Amendments Approved to Russia’s State Secrets Classification Rules

The Russian government has updated the “Rules for Assigning Information Constituting State Secrets to Various Levels of Secrecy,” significantly shortening the document. The corresponding decree (No. 1868 dated October 30, 2021) will take effect on January 1 of next year.

The rules for classifying information, in effect in Russia since 1995, were developed in accordance with the law “On State Secrets.” These regulations are intended for those responsible for compiling lists of information whose loss could threaten national security.

In the new version of the government document, the clause requiring government agencies, authorized state corporations (such as Rosatom and Roscosmos), and other holders of important data to follow the established secrecy ranking system has been removed. As a result, it is now unclear who is responsible for incorrect classification of information.

Explanations regarding the procedure for compiling, revising, and distributing lists of classified information have also been deleted.
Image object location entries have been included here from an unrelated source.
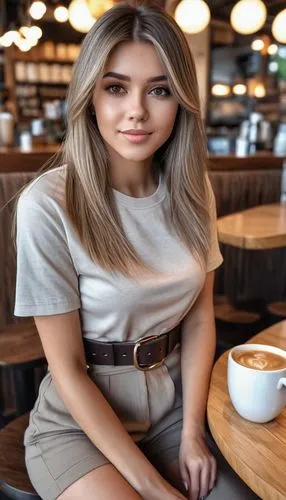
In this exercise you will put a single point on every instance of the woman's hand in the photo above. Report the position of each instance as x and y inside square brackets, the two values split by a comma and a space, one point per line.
[197, 466]
[160, 489]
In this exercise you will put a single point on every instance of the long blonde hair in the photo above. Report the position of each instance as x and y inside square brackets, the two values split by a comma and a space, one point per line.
[90, 201]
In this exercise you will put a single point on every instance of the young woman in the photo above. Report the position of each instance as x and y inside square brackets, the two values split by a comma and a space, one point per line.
[116, 249]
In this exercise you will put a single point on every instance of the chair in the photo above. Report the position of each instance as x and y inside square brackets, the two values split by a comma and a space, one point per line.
[21, 352]
[14, 480]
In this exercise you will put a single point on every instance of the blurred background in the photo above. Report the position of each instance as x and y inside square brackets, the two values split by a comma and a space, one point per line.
[239, 50]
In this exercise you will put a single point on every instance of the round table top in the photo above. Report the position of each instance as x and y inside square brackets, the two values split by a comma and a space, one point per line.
[257, 228]
[257, 452]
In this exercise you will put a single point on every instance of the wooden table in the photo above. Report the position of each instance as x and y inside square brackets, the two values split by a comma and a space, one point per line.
[260, 227]
[21, 351]
[257, 452]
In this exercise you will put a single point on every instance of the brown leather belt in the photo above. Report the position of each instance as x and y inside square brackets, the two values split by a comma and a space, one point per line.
[145, 354]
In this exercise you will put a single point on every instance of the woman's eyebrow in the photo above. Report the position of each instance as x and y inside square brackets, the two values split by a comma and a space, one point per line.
[126, 78]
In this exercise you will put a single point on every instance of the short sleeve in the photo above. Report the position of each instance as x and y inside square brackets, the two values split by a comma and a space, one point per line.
[46, 279]
[214, 257]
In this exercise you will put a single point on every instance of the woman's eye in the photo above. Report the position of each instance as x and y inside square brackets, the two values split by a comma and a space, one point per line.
[113, 89]
[161, 91]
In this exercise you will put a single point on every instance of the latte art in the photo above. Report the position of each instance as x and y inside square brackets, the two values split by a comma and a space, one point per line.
[259, 360]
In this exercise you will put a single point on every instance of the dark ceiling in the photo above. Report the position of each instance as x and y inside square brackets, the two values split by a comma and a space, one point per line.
[10, 10]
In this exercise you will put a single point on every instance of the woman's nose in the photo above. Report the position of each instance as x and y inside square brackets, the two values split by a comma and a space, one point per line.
[137, 108]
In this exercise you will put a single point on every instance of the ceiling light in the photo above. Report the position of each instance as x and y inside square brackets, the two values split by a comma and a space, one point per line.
[239, 89]
[279, 27]
[37, 9]
[248, 16]
[6, 41]
[272, 49]
[192, 16]
[273, 66]
[220, 89]
[10, 37]
[259, 90]
[61, 14]
[35, 32]
[257, 44]
[79, 16]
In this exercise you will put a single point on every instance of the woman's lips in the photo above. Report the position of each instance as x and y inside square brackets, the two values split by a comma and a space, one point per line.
[136, 138]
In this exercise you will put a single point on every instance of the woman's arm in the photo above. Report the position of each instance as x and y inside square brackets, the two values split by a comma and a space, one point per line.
[62, 342]
[197, 465]
[198, 349]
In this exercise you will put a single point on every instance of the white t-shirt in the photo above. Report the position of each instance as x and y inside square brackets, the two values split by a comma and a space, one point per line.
[55, 274]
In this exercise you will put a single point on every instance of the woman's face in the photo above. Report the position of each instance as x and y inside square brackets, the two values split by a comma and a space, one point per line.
[133, 93]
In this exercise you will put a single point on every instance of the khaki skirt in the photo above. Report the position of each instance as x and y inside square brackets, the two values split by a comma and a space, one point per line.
[149, 405]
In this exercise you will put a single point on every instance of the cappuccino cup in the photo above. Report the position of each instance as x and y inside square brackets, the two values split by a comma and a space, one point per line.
[256, 379]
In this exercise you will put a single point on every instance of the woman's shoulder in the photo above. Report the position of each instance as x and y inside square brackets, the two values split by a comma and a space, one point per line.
[49, 185]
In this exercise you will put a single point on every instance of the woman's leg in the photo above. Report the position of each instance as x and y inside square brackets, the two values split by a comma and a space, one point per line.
[102, 483]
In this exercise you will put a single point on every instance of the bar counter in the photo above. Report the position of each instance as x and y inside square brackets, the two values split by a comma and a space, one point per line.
[239, 183]
[15, 160]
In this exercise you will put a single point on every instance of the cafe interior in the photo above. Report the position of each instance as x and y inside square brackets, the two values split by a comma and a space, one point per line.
[239, 49]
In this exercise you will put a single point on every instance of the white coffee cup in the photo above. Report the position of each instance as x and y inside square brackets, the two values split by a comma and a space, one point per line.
[257, 395]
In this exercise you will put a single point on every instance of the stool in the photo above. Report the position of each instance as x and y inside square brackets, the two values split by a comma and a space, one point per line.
[14, 480]
[21, 351]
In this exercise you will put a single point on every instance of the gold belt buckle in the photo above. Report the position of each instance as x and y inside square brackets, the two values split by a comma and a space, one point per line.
[138, 344]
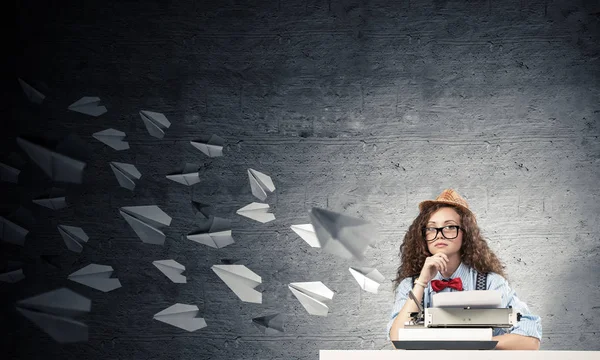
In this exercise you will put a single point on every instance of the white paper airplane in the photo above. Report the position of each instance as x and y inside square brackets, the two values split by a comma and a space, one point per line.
[187, 176]
[182, 316]
[368, 279]
[32, 94]
[97, 277]
[260, 184]
[215, 233]
[55, 200]
[12, 233]
[57, 166]
[257, 211]
[145, 220]
[312, 295]
[156, 123]
[270, 324]
[210, 145]
[89, 105]
[241, 281]
[9, 173]
[73, 236]
[126, 174]
[51, 312]
[113, 138]
[342, 235]
[172, 269]
[307, 233]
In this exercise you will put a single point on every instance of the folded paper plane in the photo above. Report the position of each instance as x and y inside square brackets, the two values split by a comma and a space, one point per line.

The provision describing how to assess the potential damage in the event of a leak has been removed as well.

Only a general recommendation for assigning secrecy labels remains:

“The level of secrecy of information constituting a state secret should correspond to the severity of the damage that may be caused to the security of the Russian Federation as a result of the dissemination of such information.”

Classification of Secret Documents

The classification of secret documents itself has remained almost unchanged:

• Top Secret Information – Information about military, foreign policy, economic, scientific-technical, intelligence, counterintelligence, and operational-investigative activities, the disclosure of which could harm the interests of the Russian Federation.
• Absolutely Secret Information – The same types of data, but in this case, a leak could harm the interests of a government agency or sector of the economy.
• Secret Information – All other state secrets, the disclosure of which would infringe upon the interests of an enterprise, institution, or organization of the above-mentioned profiles.

Impact on Information Security Measures

The level of secrecy is taken into account when evaluating information security tools (IST) for compliance with the requirements of Russian regulators—FSTEC and the FSB. For example, based on the level of control for the absence of undeclared capabilities (software code with unsafe functions), ISTs are divided into four groups. Three of these groups—TS (Top Secret), AS (Absolutely Secret), and S (Secret)—include tools intended for protecting information constituting state secrets.